As she knelt down to help him untangle the grubby toy rabbit that made a mockery of his trap, he couldn’t work out why he thought someone as sad as she was might be dangerous.

‘You know what?’ This time Mitchell thought he genuinely meant this kindly. ‘If you wore clothes more often instead of walking around in your birthday suit, you’d look more normal.’

Spirited Away

Nina’s disappearance was only discovered at seven a.m. after Joe called for her because he had lost his special ink pen. His daughter was the person who always found it for him, whatever the time, a drama Laura had heard at least twelve times that holiday. Whenever Nina returned the pen victoriously to her loud, forlorn father he wrapped her in his arms and bellowed melodramatically, ‘Thank you thank you thank you.’ Often in a number of languages: Polish, Portuguese, Italian. Yesterday it was, ‘Danke danke danke.’

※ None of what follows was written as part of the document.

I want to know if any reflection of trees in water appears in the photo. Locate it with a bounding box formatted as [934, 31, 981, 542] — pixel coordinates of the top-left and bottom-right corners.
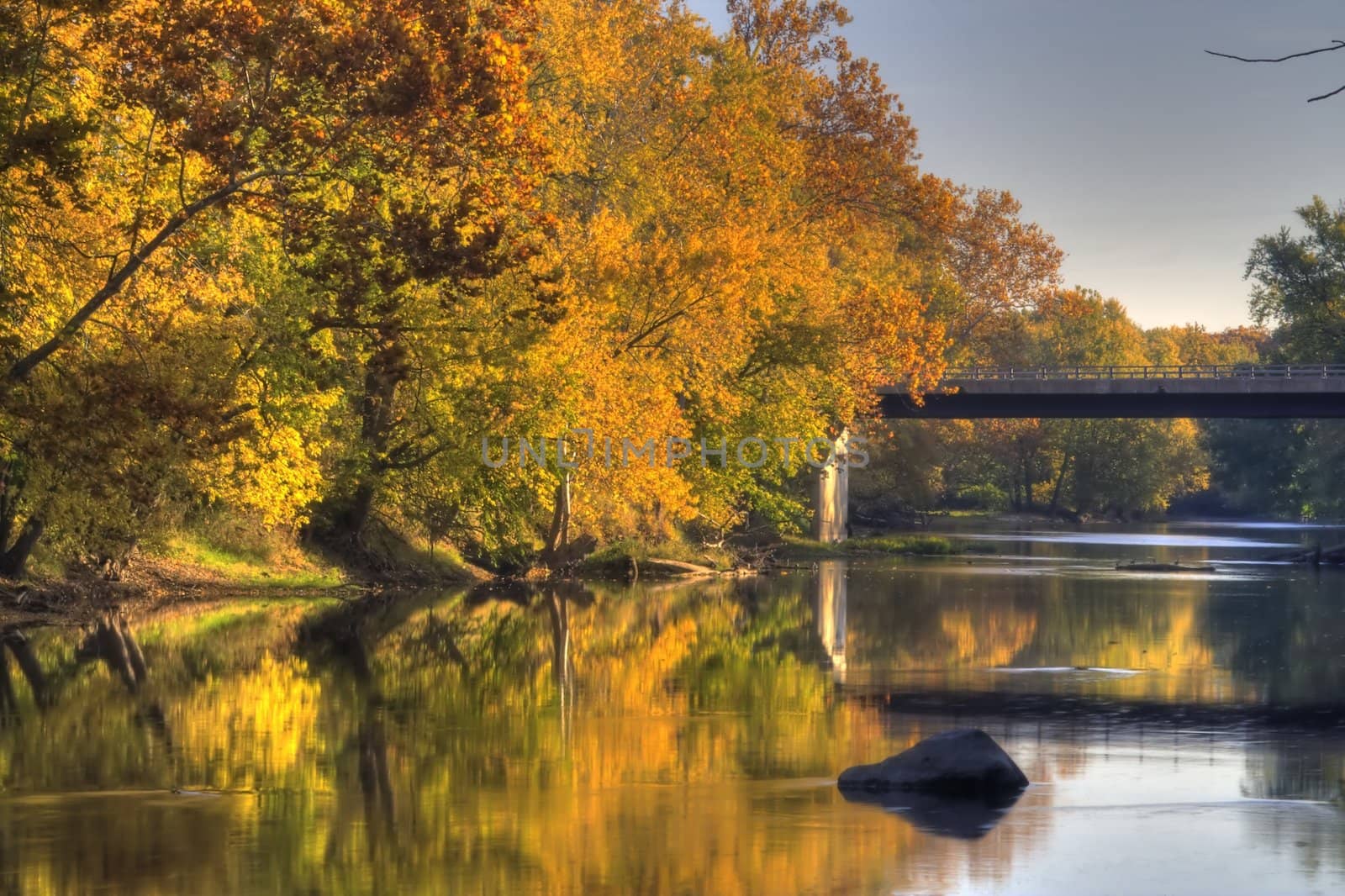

No one could believe Joe was actually shouting for his daughter to find his pen so early in the morning, but that was what he did and Nina did not answer. Isabel walked into her daughter’s bedroom and saw the doors to her balcony were wide open. She whipped off the duvet, expecting to see her hiding under the covers. Nina wasn’t there and the sheet was stained with blood. When Laura heard Isabel sobbing, she ran into the room to find her friend pointing to the bed, strange choking sounds coming out of her mouth. She was pale, deathly white, uttering words that sounded to Laura like ‘bone’ or ‘hair’ or ‘she isn’t there’; it was hard to make sense of what she was saying.